Results from the simulation study in terms of total distance demonstrate that as expected, as the maximum allowed error increases, the total distance decreases. The overall change is modest in most cases and extreme in very few. Despite the wide range of error conditions, total distance as a whole remains largely stable even when accepting points that deviate by 200 meters. Total distance as a metric can give us a way to estimate the distance lost as we generate segments, but it is not in itself particularly informative.
Error Condition | Min. | 1st Qu. | Median | Mean | 3rd Qu. | Max. |
---|---|---|---|---|---|---|
200 | 0 | 22.4 | 62.9 | 137.5 | 167.7 | 3450.6 |
150 | 0 | 22.6 | 63.8 | 139.3 | 169.4 | 3451.5 |
100 | 0 | 23.6 | 65.2 | 141.2 | 171.1 | 3452.9 |
50 | 0 | 26.3 | 67.8 | 144.0 | 175.2 | 3454.3 |
30 | 0 | 27.8 | 69.9 | 146.5 | 178.4 | 3455.0 |
10 | 0 | 32.9 | 76.1 | 153.2 | 184.7 | 3456.7 |
Of interest is how the metrics calculated within a single data set might differ according to the selected criteria. We can investigate the deviance from the zero-meter error condition and its relationship with the total distance covered.
In the following figure, the difference in distance as a proportion of the total time is plotted against the error conditions. It becomes possible to discriminate between the levels of allowed error, although the results vary across data sets. In some sets, represented on the lower third of the figure, we see a gradually increasing line indicating a relatively smooth change from 10 meters max error towards 200 meters max error, and which end with a change in distance no greater than 10% of the total traveled distance. The other data sets respond relatively quickly to the change in error, but seem to reach a point of equilibrium before the 200 meter error condition. For these data sets, it may be very important to maintain a low max error.
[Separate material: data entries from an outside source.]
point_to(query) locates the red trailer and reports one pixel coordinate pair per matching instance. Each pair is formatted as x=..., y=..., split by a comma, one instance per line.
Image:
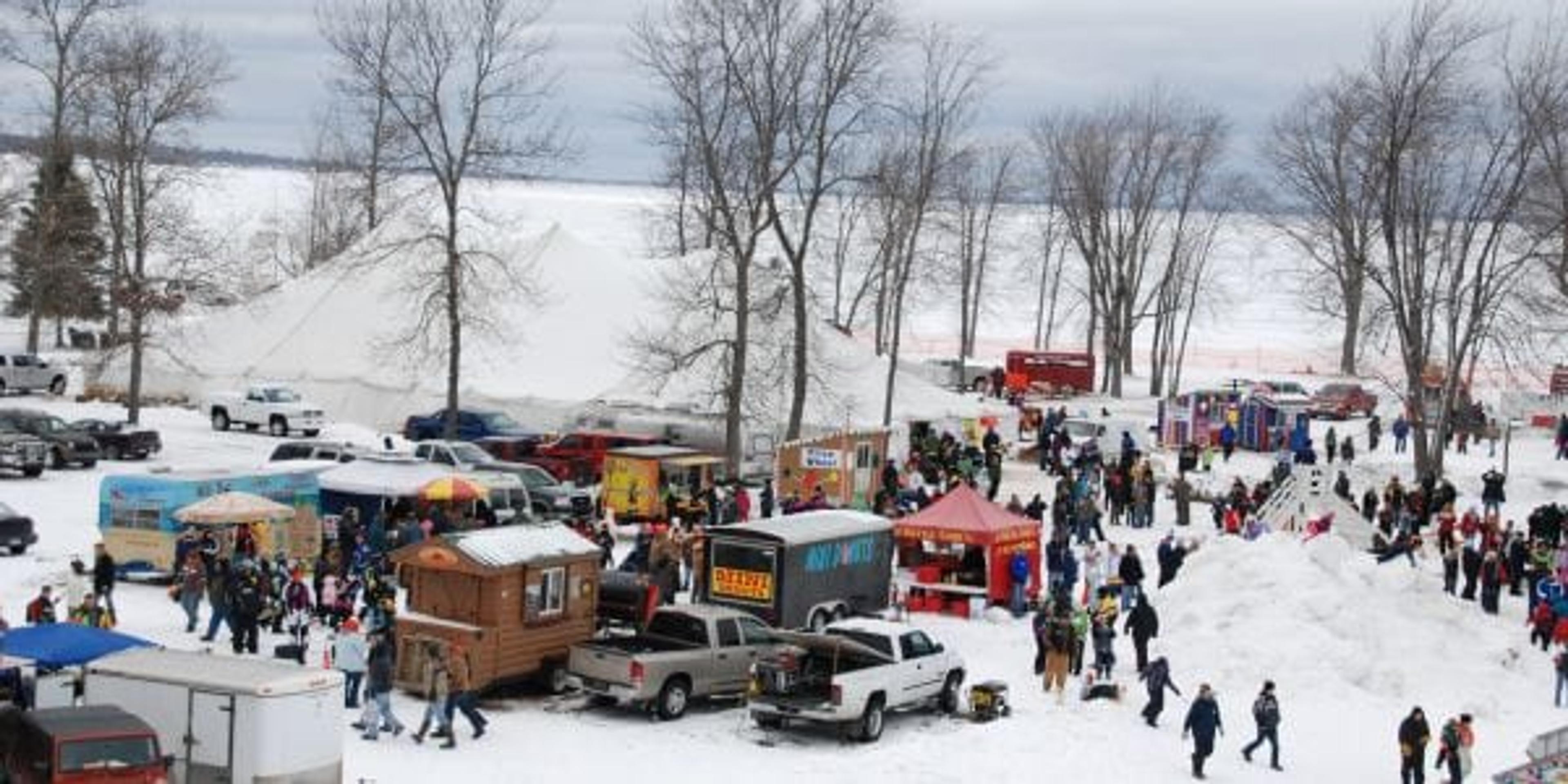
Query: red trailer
x=1051, y=372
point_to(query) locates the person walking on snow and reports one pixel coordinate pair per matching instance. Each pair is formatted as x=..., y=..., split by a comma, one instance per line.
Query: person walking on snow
x=1203, y=722
x=1156, y=678
x=1266, y=714
x=1413, y=737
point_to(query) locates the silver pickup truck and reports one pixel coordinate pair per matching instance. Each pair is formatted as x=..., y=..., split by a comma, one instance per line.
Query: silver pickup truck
x=687, y=651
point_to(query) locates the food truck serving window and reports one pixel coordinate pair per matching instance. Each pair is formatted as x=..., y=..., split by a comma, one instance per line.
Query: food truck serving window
x=744, y=573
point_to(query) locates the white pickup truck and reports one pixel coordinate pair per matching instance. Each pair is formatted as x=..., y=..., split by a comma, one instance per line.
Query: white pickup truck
x=275, y=407
x=853, y=675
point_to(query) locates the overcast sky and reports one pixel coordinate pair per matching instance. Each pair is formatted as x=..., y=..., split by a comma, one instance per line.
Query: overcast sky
x=1247, y=57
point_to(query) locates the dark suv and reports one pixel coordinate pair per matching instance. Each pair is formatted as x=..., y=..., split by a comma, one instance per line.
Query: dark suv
x=67, y=444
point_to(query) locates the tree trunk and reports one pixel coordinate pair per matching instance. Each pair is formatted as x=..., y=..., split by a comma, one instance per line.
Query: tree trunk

The following figure shows the same relationship, but the maximum actual error is recorded in place of the maximum allowed error. Consider that we may reach a stopping point for a data set in the 100 meter error condition that is actually 95 meters at its greatest distance. If we consider the data in this way, we see largely the same results.
It may also be of interest to look at the number of segments and mean error as it relates to the percentage of total distance as calculated in the zero-meter error condition. For some data sets, a relatively small number of segments is able to account for over 80% of the distance. But what about those data sets that never reach even 75% of the distance?
Below are two examples of data sets in which even the 10m error condition misses a large percentage of the total distance. The segments drawn appear to be relatively faithful to the underlying path with only minor deviations (and in fact we see that the mean error is very low – around 2 meters). The recorded points are high-density over the time period which in the absence of error, would give us a very good estimation of total distance traveled. However, in this case, the high density of points coupled with a small amount of measurement error leads us to an overestimate of the distance traveled. The total distance of the continuous path is likely to fall somewhere between the 10 meter error and 0 meter error measurements.
Among the data sets are some data sets which represent devices that remained in a consistent position for the entire duration. Below are two such data sets in which the only movement comes from multipath error and location triangulation from Android and iOS. In these cases also, the decrease in distance seen from segmentation might be beneficial.